# My delts disgust me; someone chime in



## WendysBaconator (Jul 5, 2011)

I have no idea wtf to do with my delts. The rear delts are disgustingly lagging, my medial delts are terrible.  My next few workouts, should i focus on rear delts and lateral raises first, presses last?

Ive been doing my presses first always but with a rep range of 6 - 8 . Would switching to 12 - 15 bring more growth? Someone


----------



## minimal (Jul 5, 2011)

I actually do more volume for my shoulder for this reason.  I always incorporate both pressing movements and raises.


----------



## x~factor (Jul 5, 2011)

WendysBaconator said:


> I have no idea wtf to do with my delts. The rear delts are disgustingly lagging, my medial delts are terrible.  My next few workouts, should i focus on rear delts and lateral raises first, presses last?
> 
> Ive been doing my presses first always but with a rep range of 6 - 8 . Would switching to 12 - 15 bring more growth? Someone



If its lagging after a few months/years of training then whatever you were doing wasn't working (duh ). So do the opposite. Go from low reps to high reps. Low volume to high. Change the exercise from barbell to dumbells...  or vice versa. See if that works for you at all. 
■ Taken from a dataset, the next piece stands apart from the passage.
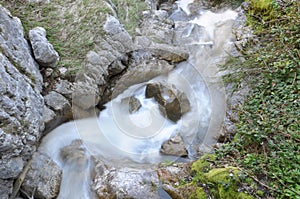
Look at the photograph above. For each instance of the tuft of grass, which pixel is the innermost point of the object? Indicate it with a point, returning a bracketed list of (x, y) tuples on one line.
[(73, 26), (267, 143)]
Personally, what eventually worked for me is heavy dumbell presses in low reps (2-4 reps) and making sure I up the reps or weight after a few workouts. Prior to that I was doing tons of lateral raises and shoulder press machines, not keeping track or logging anything.


----------



## Calves of Steel (Jul 5, 2011)

a few ideas:
-Make sure your back is up to par with your shoulders/chest. Rear delts are very involved in back lifts the same way front delts are very involved in chest exercises.
-Do rear delts with back, and with shoulders.
-When doing bent over laterals hold with all of your fingers except your thumb and bend a little bit at the top. Seems to hit better that way.
-Some people respond better to volume, some respond better to weight. Maybe do a few extra sets, or some drop sets.

Every once in a while i'll do the rear delt raises first like you said. Kind of kills the presses, but then I end up doing an extra set or two.


----------



## buddhaluv (Jul 5, 2011)

shoulders are my best bodypart. they don't call me diamond delts for nothin yenno (; haha jk but let me help you out.

do a routine consisting of presses & raises. high volume & stay in the rep range of 6-15.

Seated Dumbell Press x3
Seated Smith machine Press x3
Standing Dumbell Side Laterals x3
Reverse Pec Deck x3
Rear Delt Cable Pulls x3 - YouTube - ‪Shock And Awe Rear Deltoid Cable Pulls‬‏ (I prefer to remove the handles & just hold onto those balls, it's alot comfortable for me)

For me, I usually don't train front delts, since they are already trained ALOT on chest day, however it's all up to you. & be sure to ALWAYS have your shoulder day atleast 48 hours away from your chest or you'll have a high chance of overtraining & going catabolic.

On all exercises focus on 2 warm-up sets consisting of 10-15 reps& your last set until failure @ around 6-8 Reps. Go heavier each set. search up dorian yates style training if you have a chance.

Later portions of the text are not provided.